The Character Movement

The Cavanaugh Family

Raising Compassionate Kids

By Joe Cavanaugh, Founder & CEO

When my daughter Tess was five years old, we moved into a new neighborhood. There are many kids in the area that Tess got to know. One day at the park, I watched Tess with two older girls who were walking ahead of her, excluding her in a not so kind way.

When Tess and I came back to our house, I said to her, I saw what was going on out there. How do you feel?

Not good, she answered.

Were they leaving you out and being mean to you? I asked.

Yes, she sadly said.

Good, I answered…

She stood there, staring at me perplexed.

I then said to her, Tess, I never want you to forget the way that you feel right now. I want you to remember the way that you feel, and never, ever make anyone else feel that way.

We live in a world that puts many protective barriers around our children. We are so afraid of them being hurt that we try to shield them from anything that could cause them pain. Without even realizing it, instead of protecting them, sometimes we are actually robbing them of essential coping skills and life experiences. They need to experience heartache and decide to be better people because of it. These tough experiences are what teach them empathy and compassion.

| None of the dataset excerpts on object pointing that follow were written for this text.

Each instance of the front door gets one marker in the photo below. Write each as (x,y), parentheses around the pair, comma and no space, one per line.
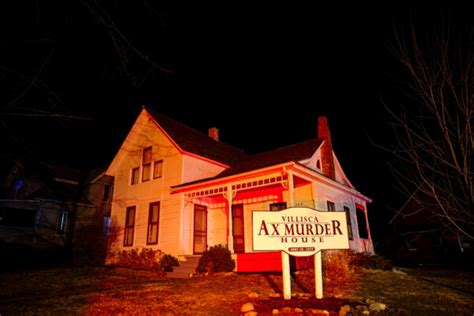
(238,228)
(200,228)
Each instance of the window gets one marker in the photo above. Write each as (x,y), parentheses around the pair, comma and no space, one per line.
(61,223)
(349,222)
(129,226)
(331,206)
(106,195)
(146,164)
(135,173)
(106,225)
(153,223)
(277,206)
(158,169)
(362,223)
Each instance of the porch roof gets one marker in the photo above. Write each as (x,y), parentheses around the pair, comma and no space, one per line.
(291,153)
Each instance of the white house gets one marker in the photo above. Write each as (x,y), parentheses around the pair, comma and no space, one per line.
(181,191)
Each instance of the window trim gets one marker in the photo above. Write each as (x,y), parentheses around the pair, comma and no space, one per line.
(132,177)
(106,193)
(129,227)
(350,232)
(62,232)
(150,223)
(146,163)
(154,168)
(143,172)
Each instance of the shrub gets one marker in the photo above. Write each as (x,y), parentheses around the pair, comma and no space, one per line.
(369,261)
(146,259)
(338,265)
(216,259)
(167,262)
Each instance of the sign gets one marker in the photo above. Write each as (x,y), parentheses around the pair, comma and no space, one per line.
(299,231)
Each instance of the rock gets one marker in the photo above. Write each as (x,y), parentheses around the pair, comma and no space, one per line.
(377,307)
(344,310)
(361,308)
(247,307)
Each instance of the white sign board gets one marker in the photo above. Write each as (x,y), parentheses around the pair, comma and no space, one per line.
(299,231)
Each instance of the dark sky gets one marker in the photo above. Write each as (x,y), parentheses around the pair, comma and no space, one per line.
(262,75)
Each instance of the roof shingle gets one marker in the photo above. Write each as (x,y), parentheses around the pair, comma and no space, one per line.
(195,142)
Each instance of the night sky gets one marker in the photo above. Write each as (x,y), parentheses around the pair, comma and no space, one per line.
(262,75)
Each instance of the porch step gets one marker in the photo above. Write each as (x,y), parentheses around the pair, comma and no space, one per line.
(187,267)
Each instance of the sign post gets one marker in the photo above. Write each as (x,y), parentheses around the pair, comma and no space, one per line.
(299,231)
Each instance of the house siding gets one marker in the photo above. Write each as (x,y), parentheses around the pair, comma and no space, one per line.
(144,134)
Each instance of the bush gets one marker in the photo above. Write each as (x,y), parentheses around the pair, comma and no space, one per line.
(146,259)
(167,262)
(338,265)
(369,261)
(216,259)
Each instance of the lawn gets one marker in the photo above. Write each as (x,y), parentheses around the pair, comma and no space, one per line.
(107,291)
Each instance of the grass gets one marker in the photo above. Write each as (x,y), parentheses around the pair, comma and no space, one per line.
(104,291)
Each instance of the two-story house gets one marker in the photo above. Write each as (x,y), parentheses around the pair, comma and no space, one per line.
(181,191)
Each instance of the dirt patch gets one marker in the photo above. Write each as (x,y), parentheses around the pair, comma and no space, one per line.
(102,291)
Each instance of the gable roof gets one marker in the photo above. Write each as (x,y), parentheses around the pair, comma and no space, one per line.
(193,141)
(295,152)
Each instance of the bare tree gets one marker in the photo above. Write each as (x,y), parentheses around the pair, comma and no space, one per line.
(434,144)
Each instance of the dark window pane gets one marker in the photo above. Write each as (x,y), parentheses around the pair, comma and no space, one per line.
(331,206)
(158,169)
(61,223)
(361,222)
(135,175)
(146,155)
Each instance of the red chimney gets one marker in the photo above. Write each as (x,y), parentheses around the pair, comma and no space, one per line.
(327,160)
(213,133)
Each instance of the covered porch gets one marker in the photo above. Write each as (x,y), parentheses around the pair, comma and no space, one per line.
(220,212)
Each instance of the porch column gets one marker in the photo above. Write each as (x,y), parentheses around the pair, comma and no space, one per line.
(291,189)
(285,258)
(369,235)
(230,238)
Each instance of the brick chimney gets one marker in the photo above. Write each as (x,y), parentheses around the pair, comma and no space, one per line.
(213,133)
(327,160)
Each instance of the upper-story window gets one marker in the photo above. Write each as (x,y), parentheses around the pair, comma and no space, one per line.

As parents, we need to be the ones to explain to our children that sometimes, people can be mean. Sometimes people can hurt us with their words or their actions, but we have the power to choose how we respond to those actions. We can let negative experiences turn us into negative people who also hurt others, or we can learn from those experiences. We can use those interactions for good. We can take the time to really notice how they made us feel, and we can decide right then and there that we don’t ever want to be responsible for making anyone else feel that way. We have to be the ones to teach our children how those experiences can shape who we are and what kind of people we want to be.

As a dad, watching Tess be hurt by the older girls that day was not so pleasant. I wanted to swoop in and defend her. I wanted to fix the situation and keep her from hurting. But, no matter how much protecting we do, our children will inevitably be hurt someday. We must be the people in their lives who encourage them to slow down, reflect, notice how a situation makes them feel and ask themselves what they can learn from it. One of our critical roles as a parent is to equip our children with the valuable character lessons and self-awareness that will help them to be loving, compassionate and courageous leaders in the future.